The project — formally headed by Ukrainian president Volodymyr Zelensky — aims to “digitize the state” and “make it transparent” while serving each citizen individually.
“For years, public services were synonymous with long lines, humiliation, and opacity to Ukrainians. Visitors had no chance to influence the process, and officials didn’t have the opportunity to improve it. It helped neither regulation of the government processes, nor trust of people to the state, but only contributed to the flourishing of corruption,” the authorities say in a project presentation.
“The state should be a service, not a scary monster. It should help its citizens get services quickly and its officials — do their job fairly. That is why we’re launching the Digital State project, which will unite all departments into a single convenient and efficient online tool in future.”
Diia will make everything “fast, clear and easy to understand” so that “everyone can get a service when and where they need it.”
A few dozens of services will be available in February 2020 as a first step. “Then, we gradually and unceasingly will be adding new services, until we digitalize all of them,” the authorities promise — admitting, though, that “the process may take several years.”
“For example, to digitalize one service, first we need to digitalize and set data exchange of different registers, and to digitalize another service, we need to implement changes in the law that will allow completing everything online. Therefore, transferring all services online will happen little by little, but persistently.”
Thus, the authorities promise to make “all public services available online” by 2024.
“Not the digitalization of chaos”
The project encompasses a variety of procedures, including citizens’ personal accounts and digital certificates, an ID card with e-signature, tax identification number automation, banking accounts for online businesses, electronic population count, e-voting, an “eBaby” procedure and much more.

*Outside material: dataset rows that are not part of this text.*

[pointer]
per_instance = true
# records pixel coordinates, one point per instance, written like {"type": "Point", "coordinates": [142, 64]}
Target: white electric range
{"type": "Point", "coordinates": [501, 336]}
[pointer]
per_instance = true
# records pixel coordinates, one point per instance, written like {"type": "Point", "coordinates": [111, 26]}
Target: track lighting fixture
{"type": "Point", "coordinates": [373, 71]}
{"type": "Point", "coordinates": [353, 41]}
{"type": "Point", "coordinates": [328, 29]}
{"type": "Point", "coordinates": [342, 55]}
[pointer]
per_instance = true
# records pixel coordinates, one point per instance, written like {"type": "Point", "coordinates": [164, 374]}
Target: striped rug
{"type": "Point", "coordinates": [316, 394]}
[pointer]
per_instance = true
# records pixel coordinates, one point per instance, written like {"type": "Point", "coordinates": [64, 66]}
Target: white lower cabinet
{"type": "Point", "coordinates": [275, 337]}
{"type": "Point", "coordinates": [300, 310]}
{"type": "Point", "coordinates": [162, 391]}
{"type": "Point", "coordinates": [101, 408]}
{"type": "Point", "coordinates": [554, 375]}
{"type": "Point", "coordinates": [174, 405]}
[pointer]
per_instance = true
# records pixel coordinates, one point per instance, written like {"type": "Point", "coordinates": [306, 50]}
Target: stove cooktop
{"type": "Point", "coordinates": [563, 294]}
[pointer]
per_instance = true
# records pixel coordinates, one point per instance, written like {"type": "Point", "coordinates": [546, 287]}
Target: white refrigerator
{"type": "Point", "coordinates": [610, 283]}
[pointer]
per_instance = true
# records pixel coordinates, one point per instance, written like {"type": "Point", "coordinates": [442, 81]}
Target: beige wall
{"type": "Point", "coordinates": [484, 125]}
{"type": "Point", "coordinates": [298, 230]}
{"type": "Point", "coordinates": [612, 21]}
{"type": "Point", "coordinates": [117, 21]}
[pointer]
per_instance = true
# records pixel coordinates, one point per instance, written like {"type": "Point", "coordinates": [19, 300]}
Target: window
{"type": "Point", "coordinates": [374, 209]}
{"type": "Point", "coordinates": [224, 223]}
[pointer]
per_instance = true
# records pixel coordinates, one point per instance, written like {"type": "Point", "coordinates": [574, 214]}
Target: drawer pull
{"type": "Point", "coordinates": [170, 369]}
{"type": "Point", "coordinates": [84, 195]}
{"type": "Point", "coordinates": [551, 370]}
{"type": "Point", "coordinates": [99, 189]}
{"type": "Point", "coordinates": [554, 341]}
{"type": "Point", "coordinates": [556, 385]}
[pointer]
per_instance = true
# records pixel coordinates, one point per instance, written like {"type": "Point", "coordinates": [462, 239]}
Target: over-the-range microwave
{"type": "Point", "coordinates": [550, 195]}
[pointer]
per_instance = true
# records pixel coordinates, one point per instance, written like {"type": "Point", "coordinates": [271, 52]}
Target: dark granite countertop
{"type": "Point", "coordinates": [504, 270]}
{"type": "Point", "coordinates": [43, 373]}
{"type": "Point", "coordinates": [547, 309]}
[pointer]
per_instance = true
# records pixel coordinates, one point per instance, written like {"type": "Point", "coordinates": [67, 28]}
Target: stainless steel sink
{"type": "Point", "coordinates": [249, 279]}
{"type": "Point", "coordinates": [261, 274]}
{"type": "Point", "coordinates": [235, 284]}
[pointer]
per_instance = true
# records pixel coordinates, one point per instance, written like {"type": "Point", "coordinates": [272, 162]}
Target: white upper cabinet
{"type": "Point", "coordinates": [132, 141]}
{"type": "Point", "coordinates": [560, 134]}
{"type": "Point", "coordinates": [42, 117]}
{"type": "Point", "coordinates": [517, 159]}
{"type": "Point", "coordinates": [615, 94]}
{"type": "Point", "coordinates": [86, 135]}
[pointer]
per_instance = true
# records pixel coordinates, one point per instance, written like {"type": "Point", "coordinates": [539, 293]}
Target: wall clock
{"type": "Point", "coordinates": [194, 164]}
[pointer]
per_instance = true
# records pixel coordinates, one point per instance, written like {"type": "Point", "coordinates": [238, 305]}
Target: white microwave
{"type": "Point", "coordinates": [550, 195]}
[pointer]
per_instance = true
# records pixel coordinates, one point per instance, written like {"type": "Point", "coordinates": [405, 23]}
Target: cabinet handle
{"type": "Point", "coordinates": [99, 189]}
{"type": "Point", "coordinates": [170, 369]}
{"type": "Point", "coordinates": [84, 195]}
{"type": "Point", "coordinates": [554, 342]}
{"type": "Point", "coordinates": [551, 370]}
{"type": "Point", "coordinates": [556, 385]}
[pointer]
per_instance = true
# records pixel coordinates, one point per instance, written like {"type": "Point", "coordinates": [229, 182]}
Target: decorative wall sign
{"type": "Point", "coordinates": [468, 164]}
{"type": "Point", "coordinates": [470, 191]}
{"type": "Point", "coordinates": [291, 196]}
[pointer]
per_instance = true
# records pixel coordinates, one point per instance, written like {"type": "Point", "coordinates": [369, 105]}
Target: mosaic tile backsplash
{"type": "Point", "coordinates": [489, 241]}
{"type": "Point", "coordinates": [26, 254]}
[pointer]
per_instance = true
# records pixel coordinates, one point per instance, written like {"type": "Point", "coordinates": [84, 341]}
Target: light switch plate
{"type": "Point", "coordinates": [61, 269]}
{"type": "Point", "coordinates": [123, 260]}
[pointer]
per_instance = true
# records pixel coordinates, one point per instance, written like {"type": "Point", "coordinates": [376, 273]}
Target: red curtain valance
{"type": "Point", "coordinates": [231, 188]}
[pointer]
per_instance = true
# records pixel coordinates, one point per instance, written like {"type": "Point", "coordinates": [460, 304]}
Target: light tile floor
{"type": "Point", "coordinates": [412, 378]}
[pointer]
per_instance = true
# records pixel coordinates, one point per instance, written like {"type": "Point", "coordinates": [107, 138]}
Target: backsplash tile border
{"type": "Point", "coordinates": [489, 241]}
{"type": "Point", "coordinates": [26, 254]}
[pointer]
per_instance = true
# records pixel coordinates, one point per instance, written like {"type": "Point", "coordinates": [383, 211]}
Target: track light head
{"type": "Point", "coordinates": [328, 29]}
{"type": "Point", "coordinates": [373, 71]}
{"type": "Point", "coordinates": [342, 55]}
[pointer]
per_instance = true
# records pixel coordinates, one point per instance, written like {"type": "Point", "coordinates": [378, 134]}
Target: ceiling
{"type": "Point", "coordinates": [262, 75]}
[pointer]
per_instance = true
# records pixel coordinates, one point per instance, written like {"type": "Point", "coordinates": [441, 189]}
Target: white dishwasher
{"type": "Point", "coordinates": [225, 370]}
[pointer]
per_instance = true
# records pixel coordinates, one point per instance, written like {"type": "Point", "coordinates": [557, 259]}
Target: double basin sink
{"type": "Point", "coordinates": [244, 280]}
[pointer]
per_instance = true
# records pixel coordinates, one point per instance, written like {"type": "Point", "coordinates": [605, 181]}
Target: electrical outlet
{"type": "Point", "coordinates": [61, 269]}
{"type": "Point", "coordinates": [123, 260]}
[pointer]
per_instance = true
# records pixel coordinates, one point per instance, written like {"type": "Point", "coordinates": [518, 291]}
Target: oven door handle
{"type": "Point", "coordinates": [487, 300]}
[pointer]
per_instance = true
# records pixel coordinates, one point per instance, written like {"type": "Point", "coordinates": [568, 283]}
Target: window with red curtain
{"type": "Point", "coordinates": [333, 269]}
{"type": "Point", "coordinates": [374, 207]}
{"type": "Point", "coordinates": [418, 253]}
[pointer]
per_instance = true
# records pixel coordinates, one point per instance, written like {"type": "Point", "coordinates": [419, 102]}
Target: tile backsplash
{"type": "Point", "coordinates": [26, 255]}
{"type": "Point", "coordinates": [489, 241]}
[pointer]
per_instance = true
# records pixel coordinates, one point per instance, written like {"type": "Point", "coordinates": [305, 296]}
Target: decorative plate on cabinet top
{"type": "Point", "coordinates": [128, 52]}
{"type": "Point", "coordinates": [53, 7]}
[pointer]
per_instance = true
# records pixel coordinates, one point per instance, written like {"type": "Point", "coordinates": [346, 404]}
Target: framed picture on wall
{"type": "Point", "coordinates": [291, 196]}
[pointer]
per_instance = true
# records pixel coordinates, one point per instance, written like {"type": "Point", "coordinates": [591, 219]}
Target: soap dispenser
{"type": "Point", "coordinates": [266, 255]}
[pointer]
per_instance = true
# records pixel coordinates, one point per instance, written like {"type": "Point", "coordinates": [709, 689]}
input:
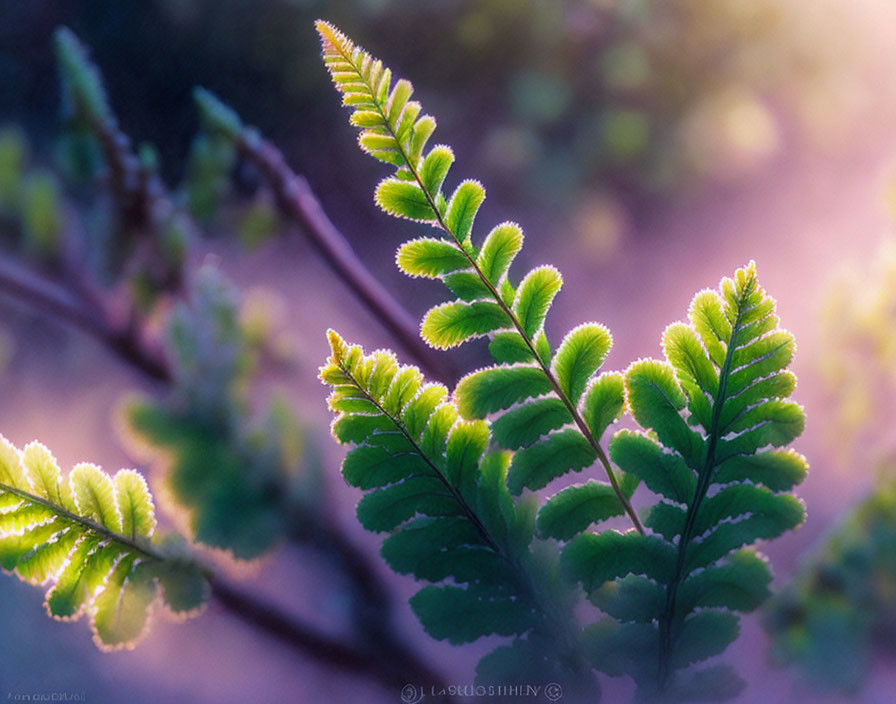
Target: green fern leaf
{"type": "Point", "coordinates": [487, 304]}
{"type": "Point", "coordinates": [431, 482]}
{"type": "Point", "coordinates": [711, 412]}
{"type": "Point", "coordinates": [571, 510]}
{"type": "Point", "coordinates": [90, 536]}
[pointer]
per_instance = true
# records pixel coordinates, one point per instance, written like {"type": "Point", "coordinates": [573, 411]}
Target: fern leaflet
{"type": "Point", "coordinates": [550, 405]}
{"type": "Point", "coordinates": [91, 537]}
{"type": "Point", "coordinates": [715, 411]}
{"type": "Point", "coordinates": [434, 485]}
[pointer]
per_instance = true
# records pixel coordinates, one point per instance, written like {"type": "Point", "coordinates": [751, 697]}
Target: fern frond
{"type": "Point", "coordinates": [557, 389]}
{"type": "Point", "coordinates": [90, 536]}
{"type": "Point", "coordinates": [433, 482]}
{"type": "Point", "coordinates": [715, 413]}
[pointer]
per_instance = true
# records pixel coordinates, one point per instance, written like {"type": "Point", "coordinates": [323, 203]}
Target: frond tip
{"type": "Point", "coordinates": [716, 414]}
{"type": "Point", "coordinates": [90, 536]}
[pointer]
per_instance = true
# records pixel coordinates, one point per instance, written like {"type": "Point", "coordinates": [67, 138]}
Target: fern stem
{"type": "Point", "coordinates": [141, 547]}
{"type": "Point", "coordinates": [440, 221]}
{"type": "Point", "coordinates": [554, 623]}
{"type": "Point", "coordinates": [391, 673]}
{"type": "Point", "coordinates": [668, 616]}
{"type": "Point", "coordinates": [298, 202]}
{"type": "Point", "coordinates": [454, 493]}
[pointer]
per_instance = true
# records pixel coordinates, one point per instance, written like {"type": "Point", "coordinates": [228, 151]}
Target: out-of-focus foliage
{"type": "Point", "coordinates": [860, 369]}
{"type": "Point", "coordinates": [610, 99]}
{"type": "Point", "coordinates": [237, 479]}
{"type": "Point", "coordinates": [30, 198]}
{"type": "Point", "coordinates": [92, 538]}
{"type": "Point", "coordinates": [137, 234]}
{"type": "Point", "coordinates": [840, 610]}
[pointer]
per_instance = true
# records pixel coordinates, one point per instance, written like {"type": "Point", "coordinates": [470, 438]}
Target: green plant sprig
{"type": "Point", "coordinates": [393, 132]}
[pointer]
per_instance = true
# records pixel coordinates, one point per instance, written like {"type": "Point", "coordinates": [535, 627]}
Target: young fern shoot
{"type": "Point", "coordinates": [433, 483]}
{"type": "Point", "coordinates": [90, 536]}
{"type": "Point", "coordinates": [551, 404]}
{"type": "Point", "coordinates": [715, 413]}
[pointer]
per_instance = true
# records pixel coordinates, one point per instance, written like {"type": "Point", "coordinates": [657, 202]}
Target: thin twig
{"type": "Point", "coordinates": [387, 659]}
{"type": "Point", "coordinates": [298, 202]}
{"type": "Point", "coordinates": [393, 670]}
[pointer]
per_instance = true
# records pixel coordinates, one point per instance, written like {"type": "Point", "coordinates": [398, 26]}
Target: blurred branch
{"type": "Point", "coordinates": [387, 661]}
{"type": "Point", "coordinates": [391, 671]}
{"type": "Point", "coordinates": [48, 298]}
{"type": "Point", "coordinates": [298, 202]}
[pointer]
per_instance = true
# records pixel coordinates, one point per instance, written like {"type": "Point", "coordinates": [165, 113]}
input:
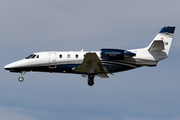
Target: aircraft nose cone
{"type": "Point", "coordinates": [9, 66]}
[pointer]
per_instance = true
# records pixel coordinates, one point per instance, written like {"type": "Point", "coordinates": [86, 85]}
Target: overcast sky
{"type": "Point", "coordinates": [147, 93]}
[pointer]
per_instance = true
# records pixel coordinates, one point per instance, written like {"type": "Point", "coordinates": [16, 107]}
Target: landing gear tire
{"type": "Point", "coordinates": [91, 82]}
{"type": "Point", "coordinates": [90, 76]}
{"type": "Point", "coordinates": [20, 79]}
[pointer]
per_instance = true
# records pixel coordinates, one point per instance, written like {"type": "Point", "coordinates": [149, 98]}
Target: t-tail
{"type": "Point", "coordinates": [161, 44]}
{"type": "Point", "coordinates": [157, 50]}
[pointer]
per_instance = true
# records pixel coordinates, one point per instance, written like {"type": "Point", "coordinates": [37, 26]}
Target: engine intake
{"type": "Point", "coordinates": [115, 54]}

However, the authorities seek to avoid the “digitalization of [the existing bureaucratic] chaos:” Instead, they intend to “completely reinterpret [procedures] to make each one logical, convenient, and clear, and get rid of all the unnecessary ones. For example, right now we’re working on cancellation of the certificate of family composition, residence certificate and tax identification number.”
As reported by Kyiv Post, the ministry has hired the local marketing agency Fedoriv and design bureau Spiilka to develop the style, including fonts, colors, logos, mottos and a detailed strategy.
“This is the first time when people from business like us were given access to a usually highly political project,” Maksym Iliukhin, a strategist at Fedoriv, told Kyiv Post.